= John Masoni =

Former NASCAR car owner

John Masoni is a former NASCAR Grand National Series car owner whose career lasted from 1960 to 1961.

==Summary==
Masoni's employees included Junior Johnson, Marvin Panch, Jim Paschal, and David Pearson. Out of forty races, Masoni took his drivers to six victories, 19 finishes in the top "five," and 25 finishes in the "top ten." They also managed to lead 3265 laps out of 6866 and finish an average of 14th place. Masoni's first win was at the 1960 Daytona 500 (with a vehicle built by Ray Fox in just one week) while his last victory was at the 1961 Dixie 400. He would finally relinquish his NASCAR team owner responsibilities after David Pearson finished in 21st place at the 1961 National 400; after starting the race with the emphatic pole position.

Masoni's employees also started an average of eight place and competed for a grand total of 6811.1 mi; earning a grand total of $83385 for Mr. Masoni ($ when adjusted for inflation).

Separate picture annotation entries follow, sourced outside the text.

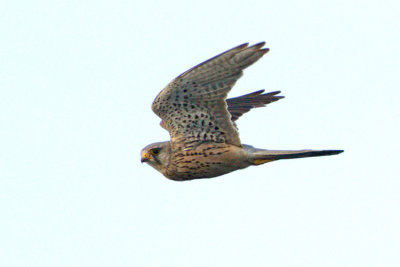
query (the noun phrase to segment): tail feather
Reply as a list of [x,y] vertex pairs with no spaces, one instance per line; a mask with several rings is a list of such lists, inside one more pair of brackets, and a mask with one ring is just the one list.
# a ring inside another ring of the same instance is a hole
[[343,150],[265,150],[253,148],[250,146],[246,147],[246,150],[248,150],[249,152],[250,161],[255,165],[264,164],[280,159],[331,156],[343,152]]

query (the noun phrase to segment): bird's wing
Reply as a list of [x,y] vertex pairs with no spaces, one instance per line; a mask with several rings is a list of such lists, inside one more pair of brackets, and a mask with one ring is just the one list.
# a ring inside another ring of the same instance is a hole
[[232,48],[179,75],[158,94],[152,109],[173,146],[207,141],[241,146],[225,98],[243,70],[268,52],[264,44]]
[[227,99],[226,103],[228,104],[228,111],[231,114],[231,120],[236,121],[252,108],[264,107],[266,104],[284,98],[284,96],[277,95],[280,94],[280,91],[263,93],[264,90],[259,90],[247,95]]

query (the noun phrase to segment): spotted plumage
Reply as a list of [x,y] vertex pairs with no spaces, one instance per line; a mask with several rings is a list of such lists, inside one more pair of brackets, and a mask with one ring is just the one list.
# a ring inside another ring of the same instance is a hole
[[243,145],[236,120],[252,108],[277,101],[279,91],[256,91],[226,99],[243,70],[260,59],[264,42],[239,45],[182,73],[156,97],[152,110],[171,141],[154,143],[141,152],[169,179],[211,178],[251,165],[287,159],[334,155],[342,150],[279,151]]

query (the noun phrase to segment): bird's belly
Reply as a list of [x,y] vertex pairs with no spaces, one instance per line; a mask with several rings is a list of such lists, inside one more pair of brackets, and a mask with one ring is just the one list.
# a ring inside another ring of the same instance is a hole
[[237,146],[206,143],[194,149],[175,153],[173,180],[192,180],[220,176],[249,166],[246,152]]

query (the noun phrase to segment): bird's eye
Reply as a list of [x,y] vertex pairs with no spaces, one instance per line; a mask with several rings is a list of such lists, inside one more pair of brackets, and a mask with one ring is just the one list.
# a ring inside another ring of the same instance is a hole
[[155,156],[157,156],[159,153],[160,153],[160,149],[159,149],[159,148],[153,148],[153,149],[151,150],[151,154],[153,154],[153,155],[155,155]]

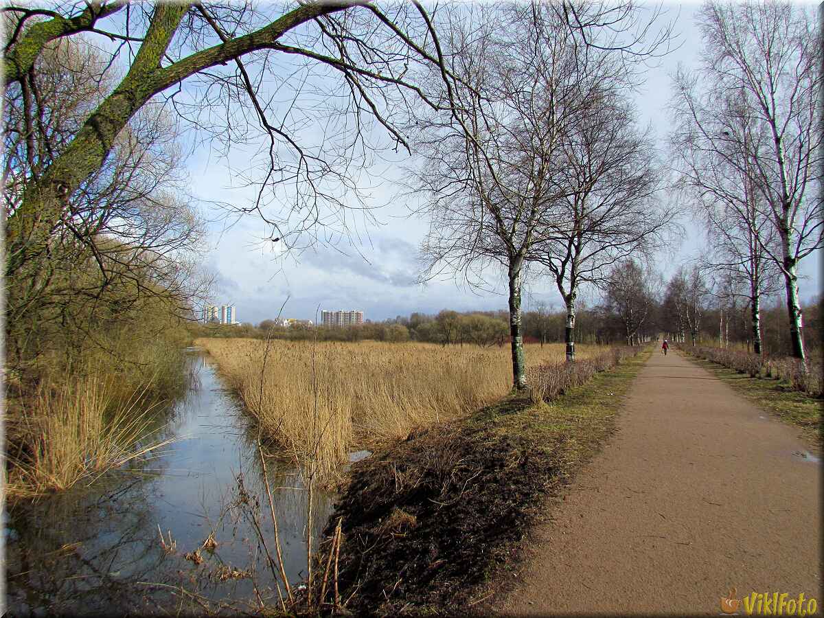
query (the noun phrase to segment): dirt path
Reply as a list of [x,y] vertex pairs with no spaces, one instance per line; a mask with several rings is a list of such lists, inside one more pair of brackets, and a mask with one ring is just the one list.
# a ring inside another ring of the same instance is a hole
[[766,416],[683,357],[653,354],[496,611],[718,615],[735,586],[739,599],[804,592],[821,611],[822,466]]

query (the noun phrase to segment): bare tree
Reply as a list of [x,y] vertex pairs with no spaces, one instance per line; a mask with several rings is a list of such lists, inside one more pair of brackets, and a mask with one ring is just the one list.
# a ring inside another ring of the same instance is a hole
[[680,332],[683,334],[685,327],[689,329],[693,345],[697,343],[709,298],[707,282],[697,265],[689,270],[681,266],[667,285],[665,305],[670,302],[675,305]]
[[[20,212],[26,186],[68,147],[99,103],[110,81],[102,71],[106,63],[83,41],[59,40],[7,88],[7,219]],[[67,196],[60,219],[45,231],[48,241],[10,257],[5,314],[12,364],[36,356],[54,329],[72,325],[93,339],[91,324],[114,315],[125,319],[147,297],[162,297],[180,315],[200,291],[195,282],[204,282],[194,272],[200,228],[186,194],[179,138],[169,113],[145,105],[117,136],[105,164]]]
[[654,276],[632,258],[616,264],[602,283],[604,308],[617,318],[627,345],[639,344],[655,308]]
[[[560,138],[552,183],[531,259],[543,265],[566,305],[566,358],[575,360],[575,300],[580,286],[603,282],[616,262],[648,252],[674,212],[659,205],[660,171],[652,141],[634,125],[621,95],[599,91],[592,108]],[[607,81],[608,82],[608,81]]]
[[[624,9],[612,14],[617,28],[633,16],[631,5]],[[449,269],[485,282],[490,265],[505,272],[516,390],[526,386],[526,264],[550,228],[574,225],[550,210],[568,190],[555,177],[563,136],[593,110],[612,112],[610,93],[631,74],[632,63],[616,54],[628,48],[611,39],[599,45],[589,30],[606,28],[609,11],[533,2],[479,7],[454,20],[444,37],[452,107],[419,121],[427,132],[418,188],[428,196],[432,221],[423,247],[427,276]]]
[[[793,354],[804,360],[798,267],[824,246],[814,128],[821,49],[812,12],[775,2],[708,2],[700,25],[703,66],[676,80],[678,143],[686,147],[680,171],[736,212],[758,255],[783,275]],[[731,174],[737,187],[723,178]],[[772,227],[766,234],[765,220]]]

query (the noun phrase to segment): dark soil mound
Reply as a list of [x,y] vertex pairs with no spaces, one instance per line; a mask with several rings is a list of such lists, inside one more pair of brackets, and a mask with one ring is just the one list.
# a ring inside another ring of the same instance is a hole
[[339,584],[341,601],[351,597],[346,608],[466,610],[560,480],[550,453],[564,449],[552,446],[559,445],[464,422],[412,434],[355,464],[327,530],[343,517]]

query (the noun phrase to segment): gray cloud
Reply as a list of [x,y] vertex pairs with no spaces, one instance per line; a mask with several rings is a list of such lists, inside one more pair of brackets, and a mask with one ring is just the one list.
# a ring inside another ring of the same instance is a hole
[[318,247],[302,254],[299,263],[325,272],[353,274],[393,288],[410,288],[417,283],[416,253],[415,246],[401,238],[382,237],[366,247]]

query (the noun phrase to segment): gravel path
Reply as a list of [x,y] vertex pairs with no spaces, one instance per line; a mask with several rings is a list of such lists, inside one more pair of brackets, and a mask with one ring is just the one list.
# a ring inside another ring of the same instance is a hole
[[797,433],[682,356],[653,354],[495,609],[718,615],[734,586],[739,599],[803,592],[820,612],[822,466]]

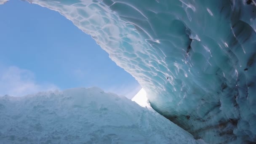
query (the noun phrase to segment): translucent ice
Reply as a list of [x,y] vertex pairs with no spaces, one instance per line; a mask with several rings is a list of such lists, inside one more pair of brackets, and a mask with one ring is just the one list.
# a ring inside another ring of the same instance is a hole
[[98,88],[0,97],[1,144],[197,144],[156,112]]
[[253,0],[30,0],[92,35],[152,107],[210,143],[256,141]]

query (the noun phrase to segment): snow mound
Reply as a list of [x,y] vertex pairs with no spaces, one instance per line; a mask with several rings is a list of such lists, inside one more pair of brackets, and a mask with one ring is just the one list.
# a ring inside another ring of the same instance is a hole
[[150,104],[147,97],[146,91],[143,88],[141,88],[138,93],[131,99],[132,101],[135,101],[140,106],[144,107],[151,108]]
[[196,144],[160,114],[99,88],[0,97],[0,143]]

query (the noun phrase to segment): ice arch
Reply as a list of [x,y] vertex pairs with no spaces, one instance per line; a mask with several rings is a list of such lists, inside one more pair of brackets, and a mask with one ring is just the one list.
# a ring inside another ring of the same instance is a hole
[[253,0],[29,1],[92,35],[195,138],[256,141]]

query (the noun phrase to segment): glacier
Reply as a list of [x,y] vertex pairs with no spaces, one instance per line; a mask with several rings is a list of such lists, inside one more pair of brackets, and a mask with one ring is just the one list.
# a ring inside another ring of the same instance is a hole
[[0,97],[1,144],[199,144],[152,110],[97,88]]
[[91,35],[195,139],[256,141],[254,0],[27,1]]

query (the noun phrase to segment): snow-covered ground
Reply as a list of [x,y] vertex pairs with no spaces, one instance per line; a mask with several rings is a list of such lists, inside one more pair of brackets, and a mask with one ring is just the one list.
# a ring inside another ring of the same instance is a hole
[[0,143],[196,144],[162,115],[99,88],[0,97]]

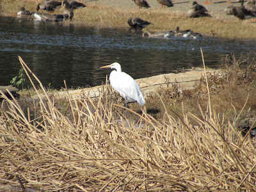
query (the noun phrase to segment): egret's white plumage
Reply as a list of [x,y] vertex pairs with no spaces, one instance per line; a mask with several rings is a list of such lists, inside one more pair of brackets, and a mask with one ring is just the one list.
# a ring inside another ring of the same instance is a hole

The best average finishes for Masoni would be through retired NASCAR driver Marvin Panch; whose average finish of sixth place would boost his reputation as a businessman and a NASCAR team owner. However, Jim Paschal was the biggest liability for Masoni due to his average finish of 26th place while under Masoni's employment. Vehicles under Masoni's employment would generally finish approximately six positions worse than they started.